Dire et juger irrecevable la demande reconventionnelle de J. Cuisines en nullité de la marque française semi-figurative n°00 3036297 Cuisines D. ;

Dire et juger que le procès-verbal de constat dressé par l'Agence de la protection des programmes le 14 janvier 2008 n'est pas admissible à titre de preuve ;

Dire et juger que la pièce n°14 versée aux débats par J. Cuisines (attestation de monsieur Christophe P.) n'est pas admissible à titre de preuve ;

Dire et juger que la pièce n° 55 versée aux débats par J. Cuisines (attestation de monsieur B.) n'est pas admissible à titre de preuve ;

Dire et juger que la société JLD Cuisines ne bénéficie d'aucun droit sur le patronyme D. ;

En conséquence, et à titre principal,

Interdire à la société JLD Cuisines et aux consorts D. tout usage de la marque française semi-figurative n° 00 3036297 Cuisines D. pour désigner des produits ou services similaires ou identiques et ce, sous astreinte de 2.500 € par infraction constatée à compter de la signification de la décision à intervenir et se réserver la liquidation de l'astreinte ;

Interdire à la société JLD Cuisines et aux consorts D. tout usage des vocables ou mentions Grégory Danet C. et l utilisation du nom patronymique Grégory D. pour l'exercice de son activité et du patronyme D. associé au mot cuisines , et ce, sous astreinte de 2.500 euros par infraction constatée à compter de la signification de la décision à intervenir et se réserver la liquidation de l'astreinte ;

À titre subsidiaire,

Limiter l'utilisation du nom D. par J. Cuisines et par les consorts D. à la signature de courriers, de tous actes sociaux et à la présence du patronyme sur une carte de visite, à l'exclusion de toute utilisation sur des publicités de J. Cuisines, sur un site Internet et sur les Pages jaunes ;

Dans l'hypothèse où la Cour viendrait à dire que la société JLD Cuisines bénéficierait de droits sur le patronyme D., condamner solidairement Monsieur Jean-Luc D. et Monsieur Grégory D. à payer à Monsieur Charles F. la somme de 250.000 euros à titre de dommages et intérêts ;

En toutes hypothèses,

Condamner la société JLD Cuisines à payer à la société Cuisines Danet la somme de 50.000 euros en réparation du préjudice subi par la société Cuisines Danet à raison des actes de contrefaçon de la marque française semi-figurative n° 00 3036297 Cuisines D. et de concurrence déloyale ;

Ordonner la publication du jugement à intervenir dans deux journaux ou revues au choix de la société Cuisines Danet, et aux frais exclusifs de la société JLD Cuisines, dans la limite de la somme de 5.000 euros hors taxe par insertion, ainsi qu'en page d'accueil du site Internet de la société JLD Cuisines pendant une durée de 2 mois à compter de la signification de la décision à intervenir ;

Débouter Monsieur Jean-Luc D. et la société JLD Cuisines de l'ensemble de leurs demandes, fins et conclusions ;

Condamner solidairement la société JLD Cuisines et les consorts D. à payer à la société Cuisines Danet la somme de 10.000 euros en application des dispositions de l'article 700 du Code de procédure civile'.
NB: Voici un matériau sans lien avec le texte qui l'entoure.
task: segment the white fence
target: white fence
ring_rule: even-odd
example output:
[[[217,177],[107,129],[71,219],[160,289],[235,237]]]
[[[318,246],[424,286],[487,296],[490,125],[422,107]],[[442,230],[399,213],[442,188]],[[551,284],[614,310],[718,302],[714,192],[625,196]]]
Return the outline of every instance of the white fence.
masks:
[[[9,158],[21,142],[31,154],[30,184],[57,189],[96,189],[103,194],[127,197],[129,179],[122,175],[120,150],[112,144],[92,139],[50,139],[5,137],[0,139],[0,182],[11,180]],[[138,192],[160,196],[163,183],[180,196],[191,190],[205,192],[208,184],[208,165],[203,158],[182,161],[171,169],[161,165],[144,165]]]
Pour un plus ample exposé des faits, de la procédure ainsi que des prétentions et moyens des parties, la Cour se réfère aux énonciations de la décision attaquée ainsi qu'aux dernières conclusions déposées pour la société JLD Cuisines ainsi que Messieurs Jean-Luc et Grégory D. le 13 janvier 2010, et pour la société Cuisines Danet ainsi que monsieur F. le 4 janvier 2010.

Motifs

#1 EXPOSÉ DES MOTIFS

Sur la recevabilité des moyens de preuve produits par les appelants

Les premiers juges ont, à la demande de la société Cuisines Danet, écarté des débats le constat de l'Agence de la protection des programmes (APP) en date du 14 janvier 2008, au motif que ses agents ne sont habilités à dresser procès-verbal que pour constater certains faits de contrefaçon d'œuvres de l'esprit étrangers à la présente affaire.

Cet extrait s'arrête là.